Iraqi militant accused of plotting attacks in U.S. and Europe arrested
A senior Kata’ib Hizballah figure was brought into U.S. custody and accused of directing a network tied to nearly 20 attacks across the United States, Europe and Canada.

Federal authorities said Mohammad Baqer Saad Dawood Al-Saadi, an Iraqi national and senior member of Kata’ib Hizballah, was transferred into U.S. custody overseas and brought to New York to face six terrorism-related charges. He appeared before U.S. Magistrate Judge Sarah Netburn in Manhattan and was ordered detained pending trial, placing a commander accused of operating across continents inside the U.S. criminal system.
Prosecutors say Al-Saadi acted on behalf of Kata’ib Hizballah and the Islamic Revolutionary Guard Corps, and that in April and May 2026 he tried to coordinate and carry out attacks in the United States, including against Jewish institutions in New York City. The complaint alleges he was involved in nearly 20 attacks and attempted attacks across Europe and the United States, a scale that suggests more than a single plot and points to a distributed threat with operational reach.
The alleged target list stretched beyond New York.

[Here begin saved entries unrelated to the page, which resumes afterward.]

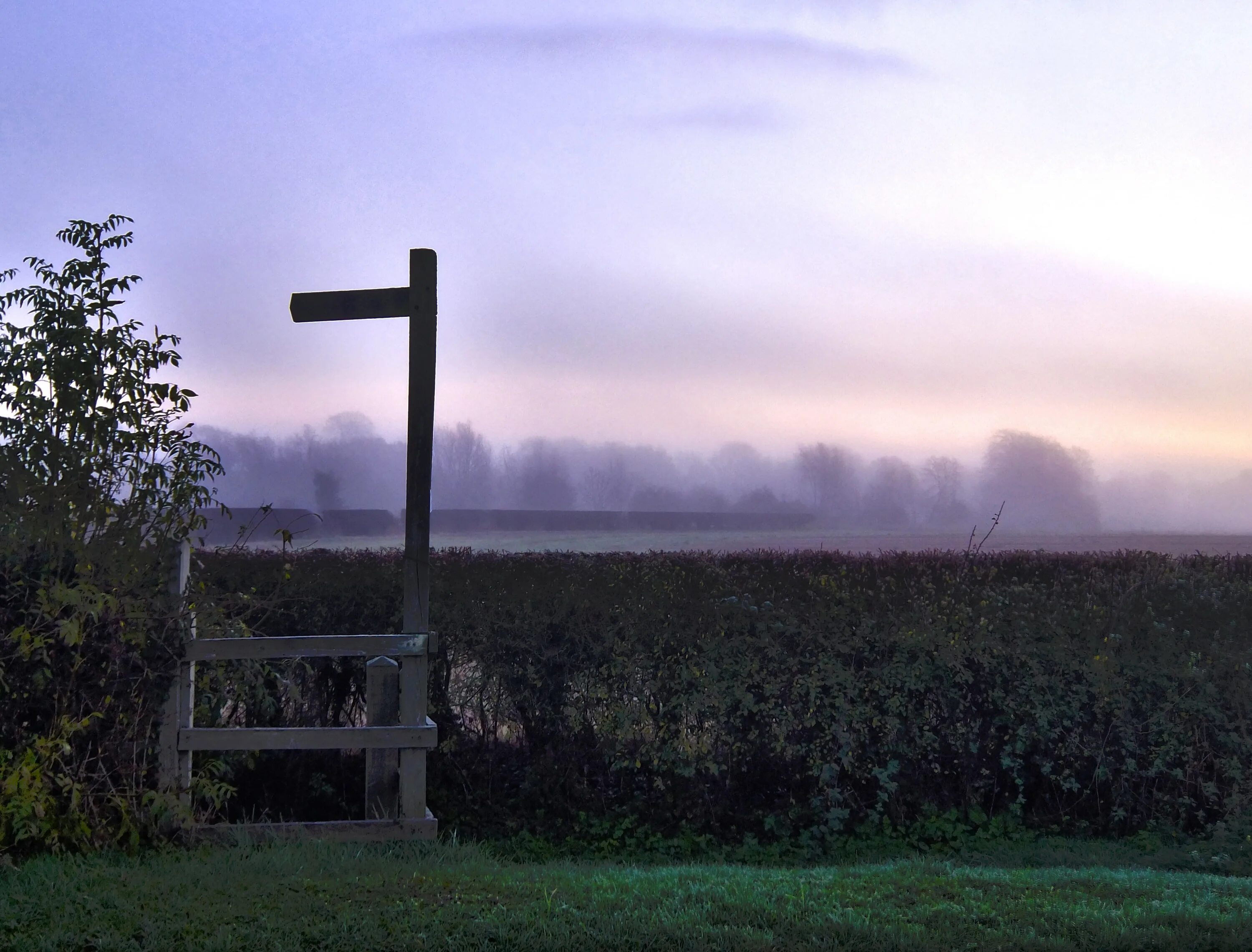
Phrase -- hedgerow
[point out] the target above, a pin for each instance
(780, 696)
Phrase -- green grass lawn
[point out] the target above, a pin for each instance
(460, 897)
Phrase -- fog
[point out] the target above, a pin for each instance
(1042, 484)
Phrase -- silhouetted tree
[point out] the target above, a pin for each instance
(461, 468)
(608, 486)
(1043, 484)
(707, 499)
(829, 482)
(891, 494)
(326, 491)
(943, 487)
(658, 499)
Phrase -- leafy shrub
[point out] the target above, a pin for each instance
(790, 696)
(98, 477)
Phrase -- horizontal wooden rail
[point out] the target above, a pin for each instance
(311, 646)
(307, 738)
(351, 306)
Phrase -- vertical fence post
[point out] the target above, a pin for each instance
(174, 767)
(382, 766)
(415, 671)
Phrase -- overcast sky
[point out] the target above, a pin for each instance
(898, 226)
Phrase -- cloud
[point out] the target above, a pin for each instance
(579, 39)
(719, 117)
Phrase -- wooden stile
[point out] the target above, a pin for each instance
(399, 732)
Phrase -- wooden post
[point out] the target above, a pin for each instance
(415, 671)
(382, 766)
(420, 303)
(174, 768)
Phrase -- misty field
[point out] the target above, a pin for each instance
(460, 897)
(797, 541)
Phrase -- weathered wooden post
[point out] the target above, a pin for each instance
(382, 766)
(420, 303)
(174, 767)
(399, 732)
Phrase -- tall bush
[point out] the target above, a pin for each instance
(99, 475)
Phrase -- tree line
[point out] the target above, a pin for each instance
(348, 465)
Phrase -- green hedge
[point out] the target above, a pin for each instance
(777, 696)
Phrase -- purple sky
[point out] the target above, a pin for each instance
(896, 226)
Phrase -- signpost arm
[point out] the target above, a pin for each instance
(415, 671)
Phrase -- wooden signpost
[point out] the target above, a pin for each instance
(399, 731)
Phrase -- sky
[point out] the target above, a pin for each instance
(892, 224)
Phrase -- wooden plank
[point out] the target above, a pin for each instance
(336, 831)
(422, 327)
(310, 646)
(350, 306)
(306, 738)
(414, 687)
(169, 761)
(415, 675)
(382, 765)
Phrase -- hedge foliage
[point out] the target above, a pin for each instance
(767, 695)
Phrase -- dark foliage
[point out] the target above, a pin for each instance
(780, 695)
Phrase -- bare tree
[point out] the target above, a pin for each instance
(538, 477)
(828, 478)
(1045, 484)
(891, 494)
(944, 481)
(608, 486)
(461, 468)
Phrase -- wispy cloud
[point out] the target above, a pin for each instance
(580, 39)
(719, 118)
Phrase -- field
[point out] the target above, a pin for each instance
(797, 539)
(454, 896)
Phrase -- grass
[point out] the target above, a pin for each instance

Authorities said discussions included possible attacks in California and Arizona, while reporting tied the case to Jewish centers in Los Angeles and Scottsdale, Arizona. Other coverage said the suspected network also extended to Europe and Canada, including a synagogue attack and a shooting at the U.S. consulate in Toronto in March 2026, with planned stabbing attacks in London also under review. Together, the allegations describe a transnational campaign aimed at Jewish and American targets, not an isolated domestic case.
Officials said the threat was credible now because the alleged activity was current, coordinated and tied to an active wave of violence linked by prosecutors to retaliation after the war that began in February 2026. Acting Attorney General Todd Blanche said the arrest put an alleged terrorist commander in U.S. custody, while FBI Director Kash Patel called the operation a successful FTOC and thanked agents, tactical units and interagency partners, including Ambassador Tom Barrack, for helping lead what he described as a joint sequenced operation. National Security Division official John A. Eisenberg said the complaint alleges Al-Saadi coordinated attacks across Europe and threatened national security.

The case underscores a counterterrorism gap that has challenged U.S. and European authorities alike: militant networks can use overseas planning, local facilitators and fast-moving retaliation cycles to probe for soft targets before a full picture emerges. By charging Al-Saadi in federal court rather than treating the matter as a distant foreign threat, prosecutors signaled that the alleged planning crossed directly into homeland security territory, where Jewish institutions, city centers and U.S. diplomatic facilities remain exposed to coordinated violence.